We call a function $g$ special if $g(x)=a^{f(x)}$ (for all $x$) where $a$ is a positive integer and $f$ is polynomial with integer coefficients such that $f(n)>0$ for all positive integers $n$. A function is called an exponential polynomial if it is obtained from the product or sum of special functions. For instance, $2^{x}3^{x^{2}+x-1}+5^{2x}$ is an exponential polynomial. Prove that there does not exist a non-zero exponential polynomial $f(x)$ and a non-constant polynomial $P(x)$ with integer coefficients such that $$P(n)|f(n)$$for all positive integers $n$.
Problem
Source: Iran MO 3rd round 2016 finals - Number Theory P2
Tags: number theory, function, algebra, polynomial
05.09.2016 08:14
Any solutions?
05.09.2016 08:40
05.09.2016 21:57
Nice problem! As usual, Iran never fails in making elegant number theory problems!
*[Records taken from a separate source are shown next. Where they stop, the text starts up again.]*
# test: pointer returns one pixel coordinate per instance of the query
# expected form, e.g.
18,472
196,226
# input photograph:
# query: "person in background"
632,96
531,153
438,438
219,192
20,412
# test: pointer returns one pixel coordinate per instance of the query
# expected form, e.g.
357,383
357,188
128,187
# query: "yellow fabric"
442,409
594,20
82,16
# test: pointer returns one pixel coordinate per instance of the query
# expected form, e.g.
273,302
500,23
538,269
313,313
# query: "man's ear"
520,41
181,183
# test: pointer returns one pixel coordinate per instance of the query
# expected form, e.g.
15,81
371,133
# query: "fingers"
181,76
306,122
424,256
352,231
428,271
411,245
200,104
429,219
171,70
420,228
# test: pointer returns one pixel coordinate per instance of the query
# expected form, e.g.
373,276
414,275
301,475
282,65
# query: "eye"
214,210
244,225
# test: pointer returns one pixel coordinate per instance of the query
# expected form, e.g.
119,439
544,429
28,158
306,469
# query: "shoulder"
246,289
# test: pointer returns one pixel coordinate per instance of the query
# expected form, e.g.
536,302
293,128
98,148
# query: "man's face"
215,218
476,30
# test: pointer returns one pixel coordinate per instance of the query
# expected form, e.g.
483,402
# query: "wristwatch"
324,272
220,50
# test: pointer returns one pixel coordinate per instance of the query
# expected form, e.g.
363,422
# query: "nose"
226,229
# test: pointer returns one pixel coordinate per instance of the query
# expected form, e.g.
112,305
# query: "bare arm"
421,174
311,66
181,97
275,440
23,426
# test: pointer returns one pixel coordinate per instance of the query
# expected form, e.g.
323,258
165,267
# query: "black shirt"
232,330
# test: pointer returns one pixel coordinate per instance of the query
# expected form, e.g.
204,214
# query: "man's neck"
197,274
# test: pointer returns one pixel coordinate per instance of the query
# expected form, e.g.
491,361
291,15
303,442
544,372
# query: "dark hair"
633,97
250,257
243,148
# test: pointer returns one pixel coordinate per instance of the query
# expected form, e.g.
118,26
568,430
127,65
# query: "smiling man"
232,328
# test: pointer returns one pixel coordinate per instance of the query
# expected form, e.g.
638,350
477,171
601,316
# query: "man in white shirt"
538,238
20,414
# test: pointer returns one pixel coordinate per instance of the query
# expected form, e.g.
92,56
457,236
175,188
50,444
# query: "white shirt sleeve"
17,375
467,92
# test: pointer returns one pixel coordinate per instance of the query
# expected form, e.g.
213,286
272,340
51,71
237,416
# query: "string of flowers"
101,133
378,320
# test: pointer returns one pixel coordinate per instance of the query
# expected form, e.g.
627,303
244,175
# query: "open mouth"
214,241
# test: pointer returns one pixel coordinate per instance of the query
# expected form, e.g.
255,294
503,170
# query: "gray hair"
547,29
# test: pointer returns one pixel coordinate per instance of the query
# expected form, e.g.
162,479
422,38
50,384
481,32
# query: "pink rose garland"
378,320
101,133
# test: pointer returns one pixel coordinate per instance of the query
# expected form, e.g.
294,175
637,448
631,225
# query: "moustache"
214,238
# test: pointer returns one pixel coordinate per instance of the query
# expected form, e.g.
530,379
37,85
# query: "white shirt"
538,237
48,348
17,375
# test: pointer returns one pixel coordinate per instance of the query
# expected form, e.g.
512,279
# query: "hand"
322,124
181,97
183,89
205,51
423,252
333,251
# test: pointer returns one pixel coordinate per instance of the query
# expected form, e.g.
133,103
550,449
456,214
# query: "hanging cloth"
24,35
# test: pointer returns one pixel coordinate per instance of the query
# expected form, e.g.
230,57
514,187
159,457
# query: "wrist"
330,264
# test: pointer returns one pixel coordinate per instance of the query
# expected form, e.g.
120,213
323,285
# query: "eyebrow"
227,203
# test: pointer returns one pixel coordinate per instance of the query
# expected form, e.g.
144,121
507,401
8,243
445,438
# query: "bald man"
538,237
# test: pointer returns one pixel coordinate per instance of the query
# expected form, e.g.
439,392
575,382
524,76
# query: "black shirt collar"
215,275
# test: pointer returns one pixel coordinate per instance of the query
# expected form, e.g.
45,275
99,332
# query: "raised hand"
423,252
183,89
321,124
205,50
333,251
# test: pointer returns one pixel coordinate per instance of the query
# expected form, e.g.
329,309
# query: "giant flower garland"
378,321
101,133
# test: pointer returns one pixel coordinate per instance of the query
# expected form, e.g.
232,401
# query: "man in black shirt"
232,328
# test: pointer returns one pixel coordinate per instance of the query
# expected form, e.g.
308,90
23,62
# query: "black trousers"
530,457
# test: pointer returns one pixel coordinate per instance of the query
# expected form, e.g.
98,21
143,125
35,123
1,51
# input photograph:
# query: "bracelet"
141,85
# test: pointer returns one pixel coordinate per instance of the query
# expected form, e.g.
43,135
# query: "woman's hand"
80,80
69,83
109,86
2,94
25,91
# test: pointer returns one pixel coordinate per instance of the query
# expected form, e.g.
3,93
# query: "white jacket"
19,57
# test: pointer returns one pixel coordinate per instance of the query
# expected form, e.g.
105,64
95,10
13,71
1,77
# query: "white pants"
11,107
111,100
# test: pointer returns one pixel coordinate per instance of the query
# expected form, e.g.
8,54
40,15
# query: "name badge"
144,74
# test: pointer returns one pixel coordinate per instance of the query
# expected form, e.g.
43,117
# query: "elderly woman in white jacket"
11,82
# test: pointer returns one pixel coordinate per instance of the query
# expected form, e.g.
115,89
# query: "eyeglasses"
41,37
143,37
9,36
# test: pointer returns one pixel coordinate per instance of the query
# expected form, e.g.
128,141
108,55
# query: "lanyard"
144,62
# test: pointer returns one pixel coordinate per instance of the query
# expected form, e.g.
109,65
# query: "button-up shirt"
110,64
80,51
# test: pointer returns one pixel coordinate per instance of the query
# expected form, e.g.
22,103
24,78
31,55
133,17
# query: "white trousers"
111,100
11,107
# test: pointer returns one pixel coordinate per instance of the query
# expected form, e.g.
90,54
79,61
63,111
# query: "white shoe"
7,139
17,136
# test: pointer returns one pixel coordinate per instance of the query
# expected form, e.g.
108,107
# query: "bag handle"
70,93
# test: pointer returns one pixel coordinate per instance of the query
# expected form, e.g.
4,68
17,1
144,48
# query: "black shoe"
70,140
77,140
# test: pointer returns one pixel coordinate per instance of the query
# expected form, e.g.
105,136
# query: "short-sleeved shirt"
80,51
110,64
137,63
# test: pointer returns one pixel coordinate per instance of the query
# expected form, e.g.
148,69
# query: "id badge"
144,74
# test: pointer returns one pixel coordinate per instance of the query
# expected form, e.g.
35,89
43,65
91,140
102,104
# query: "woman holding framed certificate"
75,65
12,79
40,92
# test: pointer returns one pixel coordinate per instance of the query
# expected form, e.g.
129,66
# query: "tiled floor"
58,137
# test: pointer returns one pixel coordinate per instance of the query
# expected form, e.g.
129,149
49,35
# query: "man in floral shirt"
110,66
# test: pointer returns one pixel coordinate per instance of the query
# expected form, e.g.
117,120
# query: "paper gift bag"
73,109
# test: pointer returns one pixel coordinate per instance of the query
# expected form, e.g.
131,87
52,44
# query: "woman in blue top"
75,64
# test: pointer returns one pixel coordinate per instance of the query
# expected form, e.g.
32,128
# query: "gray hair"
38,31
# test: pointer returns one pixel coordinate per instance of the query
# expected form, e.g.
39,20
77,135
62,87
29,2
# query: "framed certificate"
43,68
Solution: Let $n$ be a sufficiently big number and $p$ be a prime dividing $P(n)$. Notice that $p \mid P(n+k\cdot p)$ for all integers $k$. However, by Fermat's Little theorem, $F(n) \equiv F(m) \bmod p$ for all $m \equiv n \bmod p-1$. Thus, $F(n+k\cdot p) \equiv F(n+k) \bmod p$ and we set $k \equiv -n \bmod p-1$ which would give that on one hand, $p \mid P(n+k\cdot p)$ and the condition shows that $p \mid F(n+k\cdot p)$ yielding that $p \mid F(0)$. We obtain that $p$ is bounded, a contradiction to Schur's theorem unless $P$ is a constant polynomial, which is not a possibility as per the given statement. The result follows.